Last night, Uber released a first-of-its-kind report that examines safety-related incidents on the ride-sharing service. While the scope of the report is limited to the United States and the company’s ride-sharing platform (and not other services such as Uber Eats), it tells an important story about the challenges of safety on a service such as Uber, and sheds light on necessary strategies for combating abuse. But the publication is also a significant new step in how technology companies think about transparency reporting—a step that should be applauded and, hopefully, adopted by more companies. (CDT has engaged with Uber and other companies over the past year to explore best practices for transparency reporting, including safety reporting.)
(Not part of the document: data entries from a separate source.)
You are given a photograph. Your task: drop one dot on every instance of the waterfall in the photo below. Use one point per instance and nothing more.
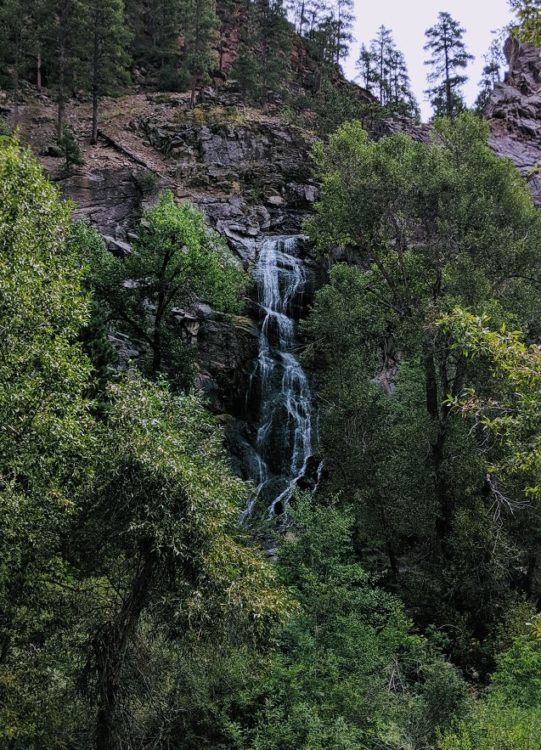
(284, 439)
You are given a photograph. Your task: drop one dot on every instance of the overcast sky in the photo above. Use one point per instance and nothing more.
(409, 19)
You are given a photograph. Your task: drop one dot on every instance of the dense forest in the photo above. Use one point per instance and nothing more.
(149, 600)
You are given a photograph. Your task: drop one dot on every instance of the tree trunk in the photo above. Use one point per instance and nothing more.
(16, 77)
(109, 648)
(38, 71)
(95, 104)
(437, 447)
(61, 111)
(95, 85)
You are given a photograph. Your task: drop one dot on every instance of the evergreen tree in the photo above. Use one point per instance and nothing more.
(366, 66)
(384, 72)
(492, 69)
(106, 60)
(70, 149)
(449, 57)
(156, 26)
(344, 18)
(200, 25)
(16, 26)
(64, 40)
(528, 13)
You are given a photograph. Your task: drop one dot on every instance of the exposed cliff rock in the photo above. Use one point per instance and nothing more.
(514, 112)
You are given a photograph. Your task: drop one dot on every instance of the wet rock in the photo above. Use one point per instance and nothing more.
(514, 113)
The publication continues a now well-established trend of technology companies sharing information about how their products and policies affect users. For tech firms, the practice really took off in the wake of Edward Snowden’s 2013 revelations about mass surveillance conducted by the NSA. In an effort to bolster user trust and communicate company values, major tech companies began publishing information about requests from government to access user information. Since then, transparency reporting has become standard practice and a regular (often quarterly or bi-annual) publication for big Silicon Valley companies including Google, Facebook, Twitter, and Apple, along with telecom companies like Verizon and Comcast.
As transparency reporting became a more widely established and even expected practice, it also evolved, both across the industry and in individual reports, as companies experimented with different approaches to sharing data and communicating information with users. One major evolution has been with respect to scope. Because the practice was largely prompted by concerns raised by the Snowden revelations, reporting largely focused on government access to user information. Now, however, it’s common to see reports include information related to intellectual property claims, requests for content removal, and, within the past couple of years, information related to a company’s content moderation policies and practices.
Now, with Uber’s publication, the practice has expanded even further. This new report on safety builds on what Uber and other companies have learned from reporting around government demands and copyright claims: These reports can communicate corporate values, grow user trust through transparency, and offer insight into company policies and practices that impact users’ day-to-day experiences with the service.
Uber’s publication also takes a few cues from lessons learned by companies who have engaged in more “traditional” transparency reporting for several years now. Uber’s U.S. Safety Report isn’t simply a recitation of numbers. Instead, the vast majority of the report is context and “qualitative” data. Much of the report focuses on Uber’s practices around safety, highlighting information that users may not know (e.g., your phone number is anonymized and driver’s aren’t provided with your exact address), internal practices around incident reporting, and digging into the methodology used to categorize safety incidents and calculate the quantitative data. One of the greatest lessons learned from five-plus years of transparency reporting is that numbers only tell part of the story. Uber has clearly learned that lesson and applied it, creating a report that balances numerical data with context.
Other companies could learn from Uber’s U.S. Safety Report. Scale is one area where that’s true: Uber has provided some context in its report by including a sense of scale, sharing the number of Uber rides per second and trips per year. However, reporting around government requests for user data, for example, often lacks similar context, leaving readers to wonder about how the scope and scale of requests relate to user base size. A company may report having received 10,000 requests to access user data, but not whether their user base comprises 5,000, 100,000, or 10 million accounts.
Notably, the report is also clear about its limitations. In one example, the company states that “Data in this report is derived from incident reports, which reflect the description given by the reporting party … [and this] does not necessarily reflect the actual number of occurrences of critical safety incidents … ” This is a logical caveat to the report and also acknowledges a long-standing and well-known problem: the underreporting of sexual assault incidents.
One shortcoming with the publication is with respect to format. The extensive report can only be read as a PDF—which perhaps means that readers will be more likely to read the context around the numbers instead of just the numbers—and the data is not downloadable in any machine-readable way. Machine-readable formats can make the data more accessible and easier to study or use beyond the report itself, one best practice widely but not entirely adopted by extant tech company transparency reporting.
Despite these limitations, the publication of Uber’s U.S. Safety Report is significant. With this publication, Uber has pushed the boundaries of what users can expect from company transparency, hopefully establishing a new practice that will—like transparency reporting before it—become widely accepted in the industry.